In Our Lord’s time leprosy was a double whammy. As a disease it was an endless string of sores that were not followed by natural healing and fresh flesh. It was also a religious uncleanness that banned the leper from attendance at the synagogue, temple or market. The leper in today’s gospel apparently had grown used to living with his disease, so he didn’t ask for a cure, but he hadn’t been able to accept being excluded from the company of other humans, so he asked to be cleansed.
The U.S. isolated lepers in a colony at Carville Louisiana. In 1873 G. A. Hanson isolated the bacteria causing leprosy. Then, the first highly effective drug for treating it, dapsone, became available in the 1940’s. Carville was completely shut down in 1999.
The lepers were wandering beggars in Korea when I went there in the 1950’s. There was a cardboard and tin settlement of twenty thousand lepers on the red mud flats near the Yellow Sea. Once when I went to pay a visit on some Irish nursing nuns, they had arranged for an American archbishop to accompany them out there to offer Mass, and they had me come along to hear confessions.
There was a three-hour string of Catholic lepers kneeling next to me for confessions, and they had me noticing two things.

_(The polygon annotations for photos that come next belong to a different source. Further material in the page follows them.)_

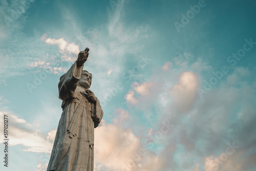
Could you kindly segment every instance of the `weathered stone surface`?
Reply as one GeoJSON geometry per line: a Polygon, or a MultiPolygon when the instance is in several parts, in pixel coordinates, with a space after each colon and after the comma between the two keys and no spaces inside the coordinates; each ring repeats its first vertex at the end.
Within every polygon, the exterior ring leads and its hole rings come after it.
{"type": "Polygon", "coordinates": [[[61,76],[59,98],[63,109],[47,170],[93,170],[94,128],[103,117],[100,102],[89,89],[92,74],[82,70],[89,49],[61,76]]]}

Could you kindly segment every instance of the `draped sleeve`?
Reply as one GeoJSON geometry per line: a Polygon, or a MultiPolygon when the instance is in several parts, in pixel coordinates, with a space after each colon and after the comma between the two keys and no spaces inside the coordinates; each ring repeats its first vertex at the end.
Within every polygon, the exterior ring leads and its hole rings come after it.
{"type": "Polygon", "coordinates": [[[83,65],[77,67],[76,61],[69,71],[60,77],[58,84],[59,98],[63,102],[74,94],[81,78],[83,68],[83,65]]]}

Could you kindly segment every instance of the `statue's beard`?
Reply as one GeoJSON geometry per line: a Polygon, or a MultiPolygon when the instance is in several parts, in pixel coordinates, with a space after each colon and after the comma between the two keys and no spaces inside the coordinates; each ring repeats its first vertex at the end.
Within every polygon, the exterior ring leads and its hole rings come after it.
{"type": "Polygon", "coordinates": [[[86,89],[88,89],[90,88],[90,82],[88,80],[80,80],[79,84],[80,87],[82,87],[86,89]]]}

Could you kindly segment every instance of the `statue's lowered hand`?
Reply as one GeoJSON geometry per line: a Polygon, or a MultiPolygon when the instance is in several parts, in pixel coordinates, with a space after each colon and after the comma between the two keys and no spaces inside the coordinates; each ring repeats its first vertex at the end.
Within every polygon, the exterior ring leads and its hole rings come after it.
{"type": "Polygon", "coordinates": [[[89,50],[90,49],[86,48],[84,51],[80,51],[78,54],[78,57],[77,57],[77,60],[76,61],[76,65],[77,67],[80,67],[87,60],[88,57],[89,56],[89,50]]]}

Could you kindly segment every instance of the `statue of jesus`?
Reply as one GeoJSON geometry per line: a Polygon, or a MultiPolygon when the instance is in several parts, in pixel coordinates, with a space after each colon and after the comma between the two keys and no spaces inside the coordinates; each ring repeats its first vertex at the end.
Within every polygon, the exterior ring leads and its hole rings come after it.
{"type": "Polygon", "coordinates": [[[89,89],[92,74],[83,70],[89,49],[61,76],[59,98],[63,112],[47,171],[93,170],[94,129],[103,117],[100,102],[89,89]]]}

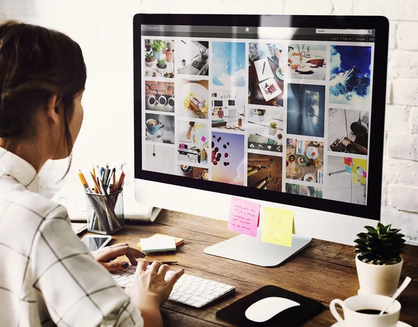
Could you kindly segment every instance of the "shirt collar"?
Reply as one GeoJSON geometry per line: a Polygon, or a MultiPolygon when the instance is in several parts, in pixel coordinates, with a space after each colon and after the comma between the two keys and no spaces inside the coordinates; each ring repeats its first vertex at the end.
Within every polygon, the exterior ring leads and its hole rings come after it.
{"type": "Polygon", "coordinates": [[[0,175],[6,175],[32,192],[39,192],[39,177],[26,161],[0,147],[0,175]]]}

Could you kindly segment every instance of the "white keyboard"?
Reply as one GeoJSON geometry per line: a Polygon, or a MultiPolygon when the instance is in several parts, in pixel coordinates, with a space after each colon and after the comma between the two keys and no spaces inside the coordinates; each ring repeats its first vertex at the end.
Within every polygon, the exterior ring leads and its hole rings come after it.
{"type": "MultiPolygon", "coordinates": [[[[126,269],[112,271],[111,274],[120,286],[127,287],[132,282],[136,269],[136,266],[130,266],[126,269]]],[[[174,273],[172,270],[169,271],[166,275],[166,280],[174,273]]],[[[169,300],[202,308],[234,293],[235,290],[233,286],[185,273],[174,285],[169,300]]]]}

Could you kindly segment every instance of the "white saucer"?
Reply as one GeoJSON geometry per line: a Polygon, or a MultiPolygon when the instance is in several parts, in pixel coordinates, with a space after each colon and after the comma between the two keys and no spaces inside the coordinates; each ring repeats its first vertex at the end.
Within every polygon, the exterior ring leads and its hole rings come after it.
{"type": "MultiPolygon", "coordinates": [[[[336,322],[331,327],[343,327],[344,326],[346,326],[346,324],[344,323],[344,321],[342,321],[342,322],[336,322]]],[[[408,325],[408,324],[405,324],[404,322],[398,321],[398,324],[396,324],[396,327],[412,327],[412,326],[411,325],[408,325]]]]}

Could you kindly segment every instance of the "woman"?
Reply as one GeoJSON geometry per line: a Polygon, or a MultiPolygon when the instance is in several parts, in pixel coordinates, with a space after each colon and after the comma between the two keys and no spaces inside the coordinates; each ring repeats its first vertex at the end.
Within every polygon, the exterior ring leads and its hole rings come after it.
{"type": "Polygon", "coordinates": [[[162,326],[160,306],[183,273],[166,281],[169,266],[157,262],[147,270],[141,260],[123,292],[103,266],[126,266],[110,262],[123,255],[136,264],[144,254],[127,244],[91,253],[65,209],[38,194],[47,160],[71,153],[86,79],[82,50],[68,36],[0,25],[1,326],[162,326]]]}

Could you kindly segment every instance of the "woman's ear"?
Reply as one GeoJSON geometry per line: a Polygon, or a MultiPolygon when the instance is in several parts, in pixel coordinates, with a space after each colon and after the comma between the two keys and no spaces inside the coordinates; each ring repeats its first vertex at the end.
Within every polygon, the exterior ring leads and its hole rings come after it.
{"type": "Polygon", "coordinates": [[[51,118],[54,125],[59,125],[61,122],[62,111],[60,110],[61,99],[56,94],[51,95],[48,100],[47,115],[51,118]]]}

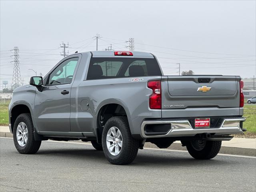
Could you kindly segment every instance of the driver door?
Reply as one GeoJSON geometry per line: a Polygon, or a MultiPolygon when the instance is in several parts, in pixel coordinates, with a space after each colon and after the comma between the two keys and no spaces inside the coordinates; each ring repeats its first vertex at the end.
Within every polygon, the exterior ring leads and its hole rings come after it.
{"type": "Polygon", "coordinates": [[[42,91],[36,90],[35,117],[39,131],[70,131],[70,92],[79,59],[62,62],[48,75],[42,91]]]}

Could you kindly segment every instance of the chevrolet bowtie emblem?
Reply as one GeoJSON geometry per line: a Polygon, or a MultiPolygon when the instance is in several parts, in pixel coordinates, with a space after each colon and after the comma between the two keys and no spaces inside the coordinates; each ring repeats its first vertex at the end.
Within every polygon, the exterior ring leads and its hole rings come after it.
{"type": "Polygon", "coordinates": [[[205,92],[207,91],[210,91],[211,90],[211,87],[207,87],[207,86],[202,86],[202,87],[198,87],[197,89],[197,91],[202,91],[202,92],[205,92]]]}

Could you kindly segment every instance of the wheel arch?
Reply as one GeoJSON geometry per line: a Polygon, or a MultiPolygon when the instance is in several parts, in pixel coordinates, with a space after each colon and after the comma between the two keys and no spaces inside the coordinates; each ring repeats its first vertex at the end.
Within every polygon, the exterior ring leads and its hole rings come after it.
{"type": "Polygon", "coordinates": [[[126,106],[118,101],[112,100],[111,102],[102,103],[97,113],[96,118],[96,133],[97,141],[101,143],[101,138],[105,124],[108,119],[114,116],[126,116],[127,117],[129,125],[130,115],[126,106]]]}
{"type": "Polygon", "coordinates": [[[19,115],[22,113],[29,113],[31,114],[31,110],[30,107],[25,104],[15,105],[10,110],[10,123],[12,132],[13,132],[13,127],[16,119],[19,115]]]}

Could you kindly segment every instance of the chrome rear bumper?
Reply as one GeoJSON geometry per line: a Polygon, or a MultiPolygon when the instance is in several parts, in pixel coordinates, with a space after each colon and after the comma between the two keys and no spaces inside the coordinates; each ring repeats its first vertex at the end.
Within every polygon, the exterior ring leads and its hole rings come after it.
{"type": "Polygon", "coordinates": [[[141,133],[144,138],[157,137],[192,136],[201,133],[215,133],[214,135],[230,135],[243,132],[240,127],[240,122],[245,121],[244,118],[224,119],[219,128],[194,129],[187,120],[170,121],[146,121],[141,125],[141,133]],[[144,128],[148,124],[170,124],[170,129],[163,135],[147,136],[145,134],[144,128]]]}

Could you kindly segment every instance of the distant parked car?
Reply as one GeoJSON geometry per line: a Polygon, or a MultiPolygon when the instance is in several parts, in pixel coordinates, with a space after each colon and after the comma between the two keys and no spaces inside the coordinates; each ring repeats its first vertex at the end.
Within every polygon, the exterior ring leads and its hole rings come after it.
{"type": "Polygon", "coordinates": [[[252,97],[250,99],[249,99],[247,100],[247,102],[249,104],[250,104],[251,103],[256,103],[256,96],[252,97]]]}

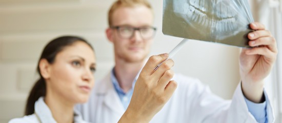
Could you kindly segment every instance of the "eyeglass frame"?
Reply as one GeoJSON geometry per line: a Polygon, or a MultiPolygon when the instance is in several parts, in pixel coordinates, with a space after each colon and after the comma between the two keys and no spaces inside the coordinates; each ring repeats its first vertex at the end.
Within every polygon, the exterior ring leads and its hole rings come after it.
{"type": "Polygon", "coordinates": [[[152,38],[155,36],[155,35],[156,34],[156,31],[157,30],[157,28],[156,27],[153,27],[153,26],[143,26],[143,27],[133,27],[130,26],[127,26],[127,25],[124,25],[124,25],[122,25],[122,26],[111,26],[111,27],[110,27],[110,28],[111,29],[116,29],[117,30],[117,33],[118,34],[118,35],[119,36],[119,37],[125,39],[130,39],[131,38],[132,38],[132,37],[134,35],[134,32],[135,32],[136,30],[137,30],[137,31],[139,31],[139,33],[140,33],[140,35],[141,35],[141,37],[143,39],[145,39],[145,40],[146,39],[150,39],[152,38]],[[120,34],[120,32],[119,32],[119,29],[120,28],[120,27],[130,27],[131,29],[133,29],[133,31],[132,32],[132,34],[131,34],[131,35],[130,36],[129,36],[128,38],[125,38],[125,37],[124,37],[124,36],[123,36],[122,35],[122,34],[120,34]],[[147,38],[145,38],[143,37],[143,36],[142,35],[142,33],[140,31],[140,30],[141,30],[142,29],[144,29],[144,27],[150,27],[151,29],[152,29],[153,30],[153,34],[152,34],[152,36],[151,37],[148,37],[147,38]]]}

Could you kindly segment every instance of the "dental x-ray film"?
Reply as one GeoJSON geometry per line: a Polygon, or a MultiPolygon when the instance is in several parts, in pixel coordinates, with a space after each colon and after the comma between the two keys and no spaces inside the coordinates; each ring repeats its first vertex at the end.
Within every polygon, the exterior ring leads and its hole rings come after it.
{"type": "Polygon", "coordinates": [[[247,0],[164,0],[166,35],[248,47],[253,22],[247,0]]]}

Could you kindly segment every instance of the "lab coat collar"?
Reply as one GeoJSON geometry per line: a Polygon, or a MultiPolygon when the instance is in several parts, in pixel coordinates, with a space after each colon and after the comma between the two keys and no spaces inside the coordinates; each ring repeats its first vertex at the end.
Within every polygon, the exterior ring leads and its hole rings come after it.
{"type": "MultiPolygon", "coordinates": [[[[43,97],[41,97],[34,105],[35,113],[37,115],[42,122],[57,122],[52,115],[52,113],[48,106],[45,104],[43,97]]],[[[74,110],[74,122],[84,122],[81,114],[74,110]]]]}

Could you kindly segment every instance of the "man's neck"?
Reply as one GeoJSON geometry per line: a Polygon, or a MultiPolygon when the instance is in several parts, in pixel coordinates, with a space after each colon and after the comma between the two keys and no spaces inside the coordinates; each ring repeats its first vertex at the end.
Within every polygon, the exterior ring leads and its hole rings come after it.
{"type": "Polygon", "coordinates": [[[127,93],[132,87],[132,83],[144,61],[133,63],[116,62],[114,68],[115,77],[123,91],[127,93]]]}
{"type": "Polygon", "coordinates": [[[74,105],[57,95],[50,92],[44,99],[54,119],[57,122],[73,122],[74,105]]]}

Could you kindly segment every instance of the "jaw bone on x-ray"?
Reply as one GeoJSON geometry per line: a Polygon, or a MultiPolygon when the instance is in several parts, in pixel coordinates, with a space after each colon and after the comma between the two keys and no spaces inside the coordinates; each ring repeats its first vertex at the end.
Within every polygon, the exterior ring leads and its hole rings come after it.
{"type": "Polygon", "coordinates": [[[248,47],[253,22],[247,0],[164,0],[165,34],[248,47]]]}

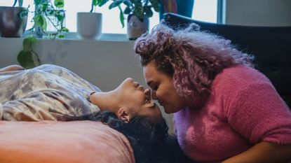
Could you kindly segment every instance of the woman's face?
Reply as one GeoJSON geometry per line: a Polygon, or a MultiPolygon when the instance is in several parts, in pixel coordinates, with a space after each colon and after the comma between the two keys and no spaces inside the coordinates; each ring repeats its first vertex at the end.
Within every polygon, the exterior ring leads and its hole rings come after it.
{"type": "Polygon", "coordinates": [[[172,78],[158,71],[152,62],[144,67],[144,76],[152,90],[152,99],[158,100],[165,113],[175,113],[186,106],[185,101],[174,87],[172,78]]]}
{"type": "Polygon", "coordinates": [[[136,116],[149,118],[154,122],[160,122],[162,114],[158,106],[151,99],[149,89],[144,90],[132,78],[126,79],[119,87],[130,119],[136,116]]]}

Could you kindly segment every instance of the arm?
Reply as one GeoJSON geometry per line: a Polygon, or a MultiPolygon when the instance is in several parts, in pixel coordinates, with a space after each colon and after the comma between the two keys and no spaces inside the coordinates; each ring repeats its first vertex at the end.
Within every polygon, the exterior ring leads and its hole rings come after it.
{"type": "Polygon", "coordinates": [[[23,70],[23,67],[19,65],[11,65],[4,68],[0,69],[1,72],[11,71],[17,71],[17,70],[23,70]]]}
{"type": "Polygon", "coordinates": [[[230,97],[236,99],[226,112],[231,127],[254,146],[224,163],[291,161],[290,111],[271,83],[260,78],[230,97]]]}
{"type": "Polygon", "coordinates": [[[287,163],[291,161],[291,145],[261,142],[222,163],[287,163]]]}

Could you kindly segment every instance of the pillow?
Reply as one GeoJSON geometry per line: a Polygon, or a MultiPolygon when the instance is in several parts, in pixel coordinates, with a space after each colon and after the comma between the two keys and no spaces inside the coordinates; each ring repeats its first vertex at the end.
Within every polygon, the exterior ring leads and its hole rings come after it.
{"type": "Polygon", "coordinates": [[[100,122],[0,121],[0,162],[130,163],[126,137],[100,122]]]}

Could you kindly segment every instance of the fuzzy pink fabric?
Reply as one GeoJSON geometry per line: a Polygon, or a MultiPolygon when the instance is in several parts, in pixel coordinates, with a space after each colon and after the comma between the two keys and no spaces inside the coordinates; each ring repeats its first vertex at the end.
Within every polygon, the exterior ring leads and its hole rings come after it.
{"type": "Polygon", "coordinates": [[[175,113],[184,152],[199,162],[221,162],[261,141],[291,143],[291,113],[271,82],[255,69],[224,69],[200,110],[175,113]]]}
{"type": "Polygon", "coordinates": [[[134,163],[121,133],[92,121],[0,121],[0,162],[134,163]]]}

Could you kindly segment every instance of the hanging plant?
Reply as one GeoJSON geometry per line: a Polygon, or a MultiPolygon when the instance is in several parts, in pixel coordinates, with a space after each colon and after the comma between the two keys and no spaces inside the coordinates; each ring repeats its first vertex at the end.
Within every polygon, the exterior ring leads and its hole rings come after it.
{"type": "Polygon", "coordinates": [[[63,23],[65,17],[65,10],[62,9],[64,7],[64,0],[54,0],[53,3],[50,0],[34,0],[34,5],[36,10],[32,12],[34,15],[32,18],[34,26],[29,29],[30,35],[24,39],[23,49],[17,57],[18,62],[25,69],[41,64],[38,54],[33,50],[33,46],[36,42],[35,35],[37,32],[40,31],[50,39],[55,39],[65,38],[65,34],[69,31],[63,23]],[[48,24],[53,27],[55,32],[48,32],[48,24]]]}

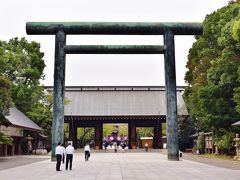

One thing was that Korean Catholics are no different than American Catholics, and that lepers are no different then healthy people. We all have the same troubles praying and getting along.
At the outdoor Mass that followed, we had three cups of communion hosts to be consecrated at the Mass, but I forgot to put them on the altar. Just before communion time the archbishop and I both noticed them on a side table. So, I put them where I should have had them on the altar, and Archbishop Henry repeated the Consecration.
Afterwards, in telling the other priests about it, Archbishop Henry said, “At the same moment both of us noticed the three cups of host on the side table, and Sully said, “Cripes!”